People (Births)
- 1925 – Frantz Fanon, French-Algerian psychiatrist and philosopher (d. 1961).
- 1927 – Ian P. Howard, English-Canadian psychologist and academic (d. 2013).
People (Deaths)
- 2009 – Mark Rosenzweig, American psychologist and academic (b. 1922).
Frantz Fanon
Frantz Omar Fanon (20 July 1925 to 06 December 1961), also known as Ibrahim Frantz Fanon, was a French West Indian psychiatrist and political philosopher from the French colony of Martinique (today a French department).
His works have become influential in the fields of post-colonial studies, critical theory and Marxism. As well as being an intellectual, Fanon was a political radical, Pan-Africanist, and Marxist humanist concerned with the psychopathology of colonisation and the human, social, and cultural consequences of decolonisation.
In the course of his work as a physician and psychiatrist, Fanon supported Algeria’s War of independence from France and was a member of the Algerian National Liberation Front.
Fanon has been described as “the most influential anticolonial thinker of his time.” For more than five decades, the life and works of Fanon have inspired national-liberation movements and other radical political organisations in Palestine, Sri Lanka, South Africa, and the United States. He formulated a model for community psychology, believing that many mental-health patients would do better if they were integrated into their family and community instead of being treated with institutionalized care. He also helped found the field of institutional psychotherapy while working at Saint-Alban under Francois Tosquelles and Jean Oury.

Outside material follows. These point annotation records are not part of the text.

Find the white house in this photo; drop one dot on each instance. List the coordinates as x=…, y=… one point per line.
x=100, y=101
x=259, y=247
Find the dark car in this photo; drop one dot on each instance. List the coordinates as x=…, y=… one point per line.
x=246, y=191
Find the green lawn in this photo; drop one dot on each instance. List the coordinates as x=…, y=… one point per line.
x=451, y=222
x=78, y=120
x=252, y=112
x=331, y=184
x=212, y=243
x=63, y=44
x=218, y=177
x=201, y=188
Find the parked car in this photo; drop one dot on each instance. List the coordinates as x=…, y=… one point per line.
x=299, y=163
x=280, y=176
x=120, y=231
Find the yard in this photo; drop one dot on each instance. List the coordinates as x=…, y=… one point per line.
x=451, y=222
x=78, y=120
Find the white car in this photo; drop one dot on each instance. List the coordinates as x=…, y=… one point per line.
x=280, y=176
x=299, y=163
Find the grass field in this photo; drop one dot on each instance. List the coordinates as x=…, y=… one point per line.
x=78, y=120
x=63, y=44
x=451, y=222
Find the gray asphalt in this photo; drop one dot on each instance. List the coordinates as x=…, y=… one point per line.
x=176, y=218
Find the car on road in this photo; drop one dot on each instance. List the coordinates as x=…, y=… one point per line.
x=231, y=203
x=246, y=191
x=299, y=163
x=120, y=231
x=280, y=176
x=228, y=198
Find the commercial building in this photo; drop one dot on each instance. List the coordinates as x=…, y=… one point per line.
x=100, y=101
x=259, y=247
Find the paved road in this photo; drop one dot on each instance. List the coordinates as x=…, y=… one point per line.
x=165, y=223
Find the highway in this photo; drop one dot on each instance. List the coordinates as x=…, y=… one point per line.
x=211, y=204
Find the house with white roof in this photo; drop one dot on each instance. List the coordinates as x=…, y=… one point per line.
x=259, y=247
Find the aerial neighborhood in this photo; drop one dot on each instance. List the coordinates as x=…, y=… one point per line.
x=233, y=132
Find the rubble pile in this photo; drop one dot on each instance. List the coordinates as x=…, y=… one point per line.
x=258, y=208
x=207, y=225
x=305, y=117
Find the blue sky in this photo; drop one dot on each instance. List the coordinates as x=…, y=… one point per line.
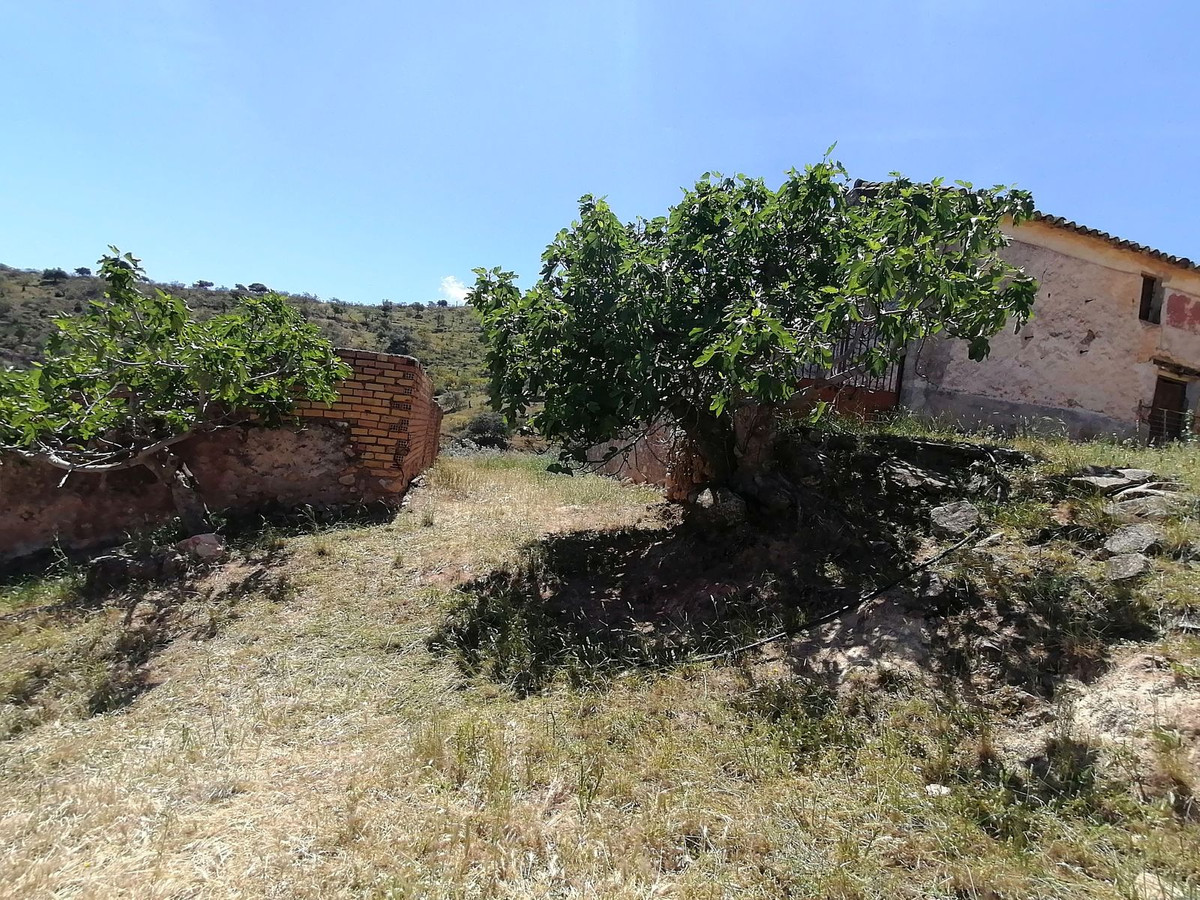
x=369, y=149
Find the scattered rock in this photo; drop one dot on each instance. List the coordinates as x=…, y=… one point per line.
x=117, y=570
x=1153, y=489
x=1135, y=539
x=1138, y=475
x=990, y=540
x=1155, y=508
x=913, y=478
x=123, y=568
x=1126, y=567
x=953, y=520
x=1149, y=886
x=202, y=547
x=721, y=507
x=1102, y=485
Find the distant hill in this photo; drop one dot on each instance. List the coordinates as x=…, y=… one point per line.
x=447, y=340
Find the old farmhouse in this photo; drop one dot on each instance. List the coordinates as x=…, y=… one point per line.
x=1114, y=347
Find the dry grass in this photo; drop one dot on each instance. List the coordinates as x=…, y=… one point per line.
x=307, y=744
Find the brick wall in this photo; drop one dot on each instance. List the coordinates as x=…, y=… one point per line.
x=367, y=447
x=394, y=423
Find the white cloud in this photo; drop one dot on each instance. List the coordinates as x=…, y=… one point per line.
x=453, y=289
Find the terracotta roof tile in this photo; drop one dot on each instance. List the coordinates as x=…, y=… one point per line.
x=1067, y=225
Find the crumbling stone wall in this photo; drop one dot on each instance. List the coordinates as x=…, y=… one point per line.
x=365, y=448
x=1085, y=364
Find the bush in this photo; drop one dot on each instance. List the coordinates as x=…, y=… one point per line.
x=489, y=430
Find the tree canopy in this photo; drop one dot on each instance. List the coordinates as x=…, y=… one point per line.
x=135, y=373
x=727, y=298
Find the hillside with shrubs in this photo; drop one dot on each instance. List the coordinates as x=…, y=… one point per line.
x=445, y=339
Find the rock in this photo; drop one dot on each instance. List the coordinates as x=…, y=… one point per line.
x=1149, y=886
x=990, y=540
x=1137, y=475
x=1126, y=567
x=720, y=505
x=1101, y=485
x=988, y=481
x=913, y=478
x=115, y=571
x=953, y=520
x=172, y=564
x=202, y=547
x=1155, y=508
x=1152, y=489
x=1134, y=539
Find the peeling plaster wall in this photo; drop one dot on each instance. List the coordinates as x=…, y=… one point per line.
x=367, y=447
x=1084, y=361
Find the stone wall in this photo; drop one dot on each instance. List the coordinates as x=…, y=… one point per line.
x=1085, y=363
x=365, y=448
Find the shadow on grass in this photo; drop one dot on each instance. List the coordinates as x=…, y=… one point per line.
x=591, y=604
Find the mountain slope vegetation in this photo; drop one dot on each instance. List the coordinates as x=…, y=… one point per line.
x=445, y=339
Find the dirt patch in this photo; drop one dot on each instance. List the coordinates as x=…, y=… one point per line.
x=1140, y=707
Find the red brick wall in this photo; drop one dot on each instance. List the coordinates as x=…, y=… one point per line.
x=367, y=447
x=394, y=423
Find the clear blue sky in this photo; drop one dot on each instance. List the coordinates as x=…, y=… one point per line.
x=371, y=149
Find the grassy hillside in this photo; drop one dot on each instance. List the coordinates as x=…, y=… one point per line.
x=448, y=341
x=347, y=712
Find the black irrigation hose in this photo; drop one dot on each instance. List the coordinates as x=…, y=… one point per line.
x=841, y=610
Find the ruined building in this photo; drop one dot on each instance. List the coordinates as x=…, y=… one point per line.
x=1114, y=346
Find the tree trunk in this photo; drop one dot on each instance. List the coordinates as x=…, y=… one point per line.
x=190, y=507
x=715, y=441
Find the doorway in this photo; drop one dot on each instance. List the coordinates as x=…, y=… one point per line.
x=1168, y=411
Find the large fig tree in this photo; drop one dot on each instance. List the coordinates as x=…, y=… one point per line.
x=135, y=375
x=736, y=292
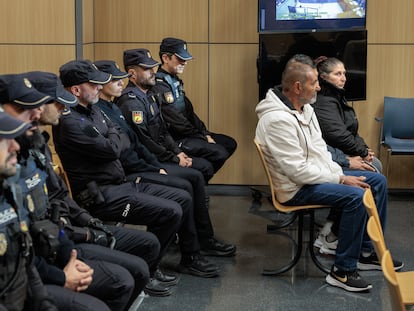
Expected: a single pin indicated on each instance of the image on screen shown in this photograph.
(311, 15)
(319, 9)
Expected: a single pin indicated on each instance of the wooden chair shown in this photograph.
(301, 211)
(377, 238)
(400, 284)
(371, 208)
(397, 131)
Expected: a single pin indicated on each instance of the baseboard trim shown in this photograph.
(231, 190)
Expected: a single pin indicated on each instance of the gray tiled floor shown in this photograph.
(241, 285)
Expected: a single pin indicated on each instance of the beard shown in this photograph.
(27, 142)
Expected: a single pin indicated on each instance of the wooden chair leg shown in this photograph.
(297, 255)
(299, 247)
(315, 260)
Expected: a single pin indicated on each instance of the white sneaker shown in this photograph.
(328, 248)
(326, 229)
(319, 241)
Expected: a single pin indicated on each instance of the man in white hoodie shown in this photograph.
(303, 171)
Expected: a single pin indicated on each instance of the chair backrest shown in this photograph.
(277, 205)
(392, 282)
(377, 238)
(397, 121)
(291, 9)
(371, 207)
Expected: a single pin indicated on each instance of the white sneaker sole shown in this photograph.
(334, 282)
(327, 251)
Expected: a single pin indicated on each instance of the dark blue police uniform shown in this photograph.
(89, 147)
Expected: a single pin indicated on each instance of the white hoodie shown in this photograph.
(293, 147)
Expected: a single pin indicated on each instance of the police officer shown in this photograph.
(143, 115)
(20, 284)
(89, 146)
(93, 284)
(178, 111)
(169, 174)
(88, 232)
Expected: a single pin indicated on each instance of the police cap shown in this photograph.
(10, 127)
(175, 46)
(50, 84)
(17, 89)
(111, 67)
(139, 57)
(81, 71)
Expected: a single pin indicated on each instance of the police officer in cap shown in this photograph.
(117, 244)
(145, 118)
(72, 280)
(140, 162)
(89, 145)
(20, 284)
(178, 111)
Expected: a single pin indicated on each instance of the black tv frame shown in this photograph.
(275, 49)
(267, 21)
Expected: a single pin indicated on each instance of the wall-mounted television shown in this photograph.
(275, 49)
(311, 15)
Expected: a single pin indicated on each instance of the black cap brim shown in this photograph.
(65, 98)
(184, 55)
(100, 77)
(10, 127)
(33, 100)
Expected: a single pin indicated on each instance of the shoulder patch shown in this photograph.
(169, 98)
(137, 117)
(66, 111)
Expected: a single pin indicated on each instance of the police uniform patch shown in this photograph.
(30, 203)
(137, 117)
(3, 244)
(23, 226)
(169, 98)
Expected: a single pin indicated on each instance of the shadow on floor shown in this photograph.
(241, 285)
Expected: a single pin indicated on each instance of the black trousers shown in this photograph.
(190, 180)
(201, 214)
(216, 153)
(111, 289)
(67, 300)
(136, 266)
(164, 210)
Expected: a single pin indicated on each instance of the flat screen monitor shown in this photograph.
(311, 15)
(275, 49)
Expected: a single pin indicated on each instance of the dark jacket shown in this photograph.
(338, 121)
(89, 147)
(136, 158)
(142, 114)
(180, 118)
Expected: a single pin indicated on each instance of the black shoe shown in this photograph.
(214, 247)
(156, 289)
(372, 263)
(197, 265)
(348, 280)
(165, 279)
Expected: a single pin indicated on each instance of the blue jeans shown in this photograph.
(352, 236)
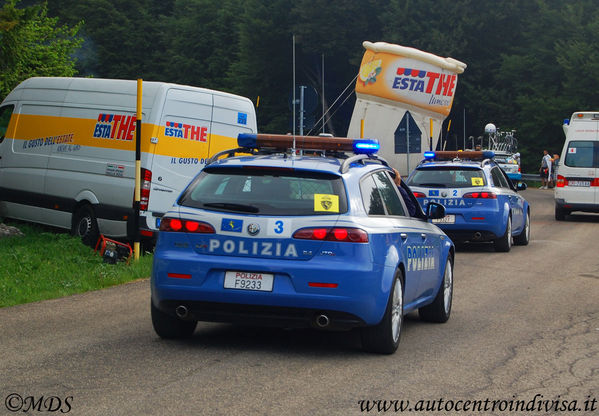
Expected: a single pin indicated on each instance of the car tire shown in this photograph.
(523, 238)
(440, 310)
(560, 213)
(85, 225)
(384, 337)
(170, 327)
(504, 243)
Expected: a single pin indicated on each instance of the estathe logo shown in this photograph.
(425, 82)
(115, 126)
(186, 131)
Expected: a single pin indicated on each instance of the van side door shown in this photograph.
(181, 148)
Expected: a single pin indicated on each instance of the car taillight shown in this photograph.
(341, 234)
(146, 183)
(484, 194)
(185, 226)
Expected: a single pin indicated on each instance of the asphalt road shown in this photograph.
(524, 326)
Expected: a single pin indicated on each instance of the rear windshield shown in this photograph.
(582, 154)
(447, 177)
(266, 192)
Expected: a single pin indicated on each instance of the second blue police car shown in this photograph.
(322, 240)
(481, 202)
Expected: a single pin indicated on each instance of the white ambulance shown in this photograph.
(577, 184)
(67, 150)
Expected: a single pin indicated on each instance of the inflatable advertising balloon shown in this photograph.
(403, 96)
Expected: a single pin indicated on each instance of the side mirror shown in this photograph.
(435, 210)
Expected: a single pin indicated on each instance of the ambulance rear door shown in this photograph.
(579, 164)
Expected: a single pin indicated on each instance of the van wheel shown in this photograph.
(440, 309)
(85, 225)
(383, 338)
(170, 327)
(524, 237)
(504, 243)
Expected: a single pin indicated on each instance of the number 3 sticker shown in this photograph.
(279, 228)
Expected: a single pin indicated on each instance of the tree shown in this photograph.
(31, 44)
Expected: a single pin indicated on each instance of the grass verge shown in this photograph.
(46, 263)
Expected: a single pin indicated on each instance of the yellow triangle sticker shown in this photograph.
(326, 203)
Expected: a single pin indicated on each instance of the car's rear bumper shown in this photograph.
(261, 315)
(298, 294)
(569, 206)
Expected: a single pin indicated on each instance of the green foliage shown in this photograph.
(46, 264)
(32, 44)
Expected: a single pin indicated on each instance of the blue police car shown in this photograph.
(322, 239)
(481, 202)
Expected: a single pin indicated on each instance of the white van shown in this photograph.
(577, 185)
(67, 149)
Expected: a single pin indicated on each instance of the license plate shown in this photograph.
(579, 183)
(448, 219)
(249, 281)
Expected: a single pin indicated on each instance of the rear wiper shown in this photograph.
(433, 185)
(232, 207)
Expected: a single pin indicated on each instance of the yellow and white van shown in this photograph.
(577, 184)
(67, 149)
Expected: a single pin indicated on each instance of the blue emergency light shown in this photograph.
(283, 142)
(366, 146)
(247, 140)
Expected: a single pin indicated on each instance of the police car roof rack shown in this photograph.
(230, 153)
(363, 159)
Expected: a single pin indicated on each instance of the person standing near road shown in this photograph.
(545, 170)
(554, 165)
(404, 194)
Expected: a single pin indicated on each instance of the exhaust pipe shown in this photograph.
(322, 321)
(181, 311)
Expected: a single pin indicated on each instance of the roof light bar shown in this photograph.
(286, 141)
(458, 154)
(366, 146)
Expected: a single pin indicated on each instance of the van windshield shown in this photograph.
(5, 113)
(582, 154)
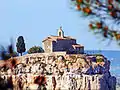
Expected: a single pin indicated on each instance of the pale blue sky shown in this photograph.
(36, 19)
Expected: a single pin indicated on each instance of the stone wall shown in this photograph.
(70, 71)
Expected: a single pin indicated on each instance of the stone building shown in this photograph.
(62, 43)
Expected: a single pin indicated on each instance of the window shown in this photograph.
(59, 33)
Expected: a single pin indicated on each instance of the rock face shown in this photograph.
(60, 71)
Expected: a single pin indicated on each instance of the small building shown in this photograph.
(62, 43)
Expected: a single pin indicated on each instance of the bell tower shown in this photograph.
(60, 32)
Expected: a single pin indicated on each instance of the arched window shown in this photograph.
(60, 34)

Fanon published numerous books, including The Wretched of the Earth (1961). This influential work focuses on what he believed is the necessary role of violence by activists in conducting decolonisation struggles.
Ian P. Howard
Ian Porteus Howard (20 July 1927 to 01 June 2013) was a Canadian psychologist and researcher in visual perception at York University in Toronto.
Ian Howard was born in Lancashire, England, close to the Yorkshire border. He studied for a BSc at Manchester University, graduating in 1952. Howard held academic positions in Departments of Psychology at Durham University (1953-1964) (from which he obtained his PhD in 1965), at New York University (1965), and at York University in Toronto (1966-2013). At York University, he contributed to the development of the Department of Psychology and, in 1992 founded the Centre for Vision Research (CVR).
Mark Rosenzweig
Mark Richard Rosenzweig (12 September 1922 to 20 July 2009) was an American research psychologist whose research on neuroplasticity in animals indicated that the adult brain remains capable of anatomical remodelling and reorganisation based on life experiences, overturning the conventional wisdom that the brain reached full maturity in childhood.